Kevin Williamson of National Review Online ponders a recent error from a major mainstream media outlet.

An amusing correction in the New York Times, where ace reporter Reid Epstein was off only by a factor of 1,000:

“An earlier version of this article misstated the size of Democrats’ social policy bill in Congress. It is $3.5 trillion, not $3.5 billion.”

There’s a widespread impression that in these matters, it doesn’t really matter whether you write “billion” or “trillion” or “gozonkawonkillion,” or whatever — that these numbers just wash over readers.

For perspective: $3.5 billion would be about 10 percent of the annual budget of the Department of Energy; $3.5 trillion is quite a bit more than the GDP of the United Kingdom, the world’s fifth-largest economy.

We should remember that Democrats’ spending plan actually exceeds $3.5 trillion, as the “Locker Room” recently observed.

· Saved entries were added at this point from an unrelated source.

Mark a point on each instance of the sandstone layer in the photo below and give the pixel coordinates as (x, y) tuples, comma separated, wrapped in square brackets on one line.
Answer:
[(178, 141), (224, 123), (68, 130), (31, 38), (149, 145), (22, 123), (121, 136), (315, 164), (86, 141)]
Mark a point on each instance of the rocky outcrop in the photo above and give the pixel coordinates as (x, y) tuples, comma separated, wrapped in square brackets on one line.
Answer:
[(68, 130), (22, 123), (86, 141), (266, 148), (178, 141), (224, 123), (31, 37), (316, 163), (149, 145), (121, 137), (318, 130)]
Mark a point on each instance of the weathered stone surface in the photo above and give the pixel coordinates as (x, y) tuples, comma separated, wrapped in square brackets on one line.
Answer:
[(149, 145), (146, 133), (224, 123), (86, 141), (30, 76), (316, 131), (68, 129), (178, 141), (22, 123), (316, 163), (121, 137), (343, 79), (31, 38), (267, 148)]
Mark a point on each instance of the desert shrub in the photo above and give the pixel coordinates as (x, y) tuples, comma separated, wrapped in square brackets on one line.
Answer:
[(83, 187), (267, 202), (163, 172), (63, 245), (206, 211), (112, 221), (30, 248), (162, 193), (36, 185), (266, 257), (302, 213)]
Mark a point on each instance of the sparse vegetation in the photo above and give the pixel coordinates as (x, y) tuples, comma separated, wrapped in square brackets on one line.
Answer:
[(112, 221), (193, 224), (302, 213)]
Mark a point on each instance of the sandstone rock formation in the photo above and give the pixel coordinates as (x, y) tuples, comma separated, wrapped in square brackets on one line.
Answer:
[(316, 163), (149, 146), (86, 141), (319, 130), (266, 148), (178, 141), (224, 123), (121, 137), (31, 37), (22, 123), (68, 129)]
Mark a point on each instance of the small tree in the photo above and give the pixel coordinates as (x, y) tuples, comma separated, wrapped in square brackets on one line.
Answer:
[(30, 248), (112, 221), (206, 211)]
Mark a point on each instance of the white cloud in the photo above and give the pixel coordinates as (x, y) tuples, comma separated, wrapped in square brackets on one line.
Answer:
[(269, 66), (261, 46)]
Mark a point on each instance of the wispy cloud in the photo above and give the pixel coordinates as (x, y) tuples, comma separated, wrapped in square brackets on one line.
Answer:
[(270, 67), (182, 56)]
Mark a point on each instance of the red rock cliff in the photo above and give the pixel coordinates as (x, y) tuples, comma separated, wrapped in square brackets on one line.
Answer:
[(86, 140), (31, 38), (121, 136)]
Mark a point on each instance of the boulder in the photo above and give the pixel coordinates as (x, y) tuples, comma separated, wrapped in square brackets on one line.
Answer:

Two centrist sources, one of them explicitly Democratic, provided further reasons why Congress should reject the Democratic Party’s massive $3.5 trillion “reconciliation” spending bill.

The best new reason to oppose Democrats’ massive, $3.5 trillion reconciliation spending bill is that even its outlandish price tag represents an exercise in budgetary sleight of hand. In other words, it is a lie.

The Committee for a Responsible Federal Budget — a respected, non-partisan arbiter — notes in a statement that its true cost “could exceed $5 trillion.”

Before getting into the details, it is worth noting this $5 trillion budget blowout would come on top of a $1.2 trillion “infrastructure” bill that is more about social spending than bricks and mortar. That one, in turn, would come atop — get this! — a total of $5.7 trillion already spent in six different COVID-19 relief bills and several executive orders in just 13 months.

In 2016, just five years ago, the entire federal budget was less than $4 trillion. Now, the total federal debt is nearly 130% of gross domestic product, creating an economically dangerous situation. With those numbers in mind, even $3.5 trillion for this new bill would be hideously reckless. But given the real 10-year cost of $5 trillion, it is insane.